Não devemos regatear aplausos: esta foi talvez a mais brilhante operação política dos quarenta anos de democracia. Costa apareceu no congresso à vontade, ao ataque. Citou Renzi, comentou o Papa, açoitou o governo, remoeu as ideias mais velhas do regime (qualificação, modernização) como se fossem frescas revelações divinas — e ignorou Sócrates. No fim, os aplausos continuaram nas páginas dos jornais, nos ecrãs de televisão. O país político estava encantado. Depois de superado o choque com Seguro, Costa ultrapassava a prisão de Sócrates, e proporcionava à nação o espectáculo reconfortante da maior demonstração de disciplina partidária de que há memória. Houve logo quem, na vaga de entusiasmo, lembrasse que a Casa Pia antecedera a maioria absoluta.
O estimado professor Marcelo tentou há dias intrigar o povo com a hipótese de que Costa fosse um génio. Mas a genialidade está ao alcance de qualquer político quando todo o regime se reúne para o amparar, a começar pela direita. Desde o PREC que a direita vê no PS a sua muralha da China. Os mais velhos ainda temem o PCP. Os mais novos receiam um “Podemos”. A direita dos interesses, que até gostou de Sócrates, passou a crise a lamentar que o PS não estivesse no governo. Daí o chuveiro de institucionalismo desse lado. Aprendemos que as pessoas não são as instituições, que as instituições estão a “funcionar”, que a “normalidade” nunca foi tão normal. Sim, o Dr. Pangloss fez escola em Lisboa.

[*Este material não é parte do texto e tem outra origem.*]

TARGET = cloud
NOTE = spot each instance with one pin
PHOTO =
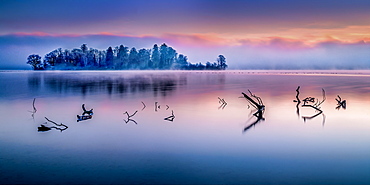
(250, 53)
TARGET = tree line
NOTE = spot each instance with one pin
(120, 58)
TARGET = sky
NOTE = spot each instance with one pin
(271, 34)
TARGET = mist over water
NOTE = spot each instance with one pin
(206, 142)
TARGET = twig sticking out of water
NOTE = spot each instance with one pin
(257, 103)
(297, 99)
(341, 103)
(34, 109)
(44, 128)
(156, 106)
(170, 118)
(129, 117)
(315, 106)
(144, 106)
(222, 102)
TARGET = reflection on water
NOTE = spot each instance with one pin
(184, 127)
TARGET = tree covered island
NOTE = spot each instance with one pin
(120, 58)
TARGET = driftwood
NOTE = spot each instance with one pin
(43, 128)
(315, 104)
(170, 118)
(156, 106)
(222, 102)
(297, 99)
(257, 103)
(88, 112)
(82, 117)
(34, 109)
(144, 106)
(129, 117)
(340, 103)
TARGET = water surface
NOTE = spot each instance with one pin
(205, 143)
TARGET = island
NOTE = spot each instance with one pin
(120, 58)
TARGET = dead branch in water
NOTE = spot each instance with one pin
(129, 117)
(340, 103)
(297, 100)
(257, 103)
(44, 128)
(316, 105)
(170, 118)
(34, 109)
(156, 106)
(144, 106)
(222, 102)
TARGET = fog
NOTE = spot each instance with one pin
(14, 51)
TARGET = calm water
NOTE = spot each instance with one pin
(204, 143)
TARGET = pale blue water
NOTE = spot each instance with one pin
(204, 144)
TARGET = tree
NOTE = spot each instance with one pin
(122, 57)
(133, 59)
(221, 60)
(163, 56)
(144, 58)
(35, 62)
(155, 57)
(181, 62)
(109, 57)
(84, 48)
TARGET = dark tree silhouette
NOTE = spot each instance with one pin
(221, 62)
(35, 62)
(120, 58)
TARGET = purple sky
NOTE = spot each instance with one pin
(266, 32)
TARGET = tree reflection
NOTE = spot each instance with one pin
(159, 85)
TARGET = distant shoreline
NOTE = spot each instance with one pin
(243, 71)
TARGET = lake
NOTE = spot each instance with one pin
(185, 127)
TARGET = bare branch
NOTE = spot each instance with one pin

De facto, toda a oligarquia estava interessada em conter o escândalo. Talvez o ex-primeiro ministro agora preso seja, como alguns desesperadamente desejam, caso único, sem igual. Mas este regime deixou-o ascender e, durante seis anos, desempenhar o cargo que lhe terá permitido, apesar das dúvidas de sucessivas investigações e processos, praticar os delitos de que é suspeito. O que é que isso diz do regime? Toda a gente nos ensina agora que as instituições “funcionam”. Mas nunca funcionaram enquanto o ex-primeiro ministro mandou e, alegadamente, executava crime atrás de crime. O seu governo acabou, não por causa dos escândalos e das suspeitas, mas só porque a falta de dinheiro o precipitou na sequência fatal dos PEC. Que se deve pensar de instituições que precisam de grandes crises financeiras para “funcionarem”?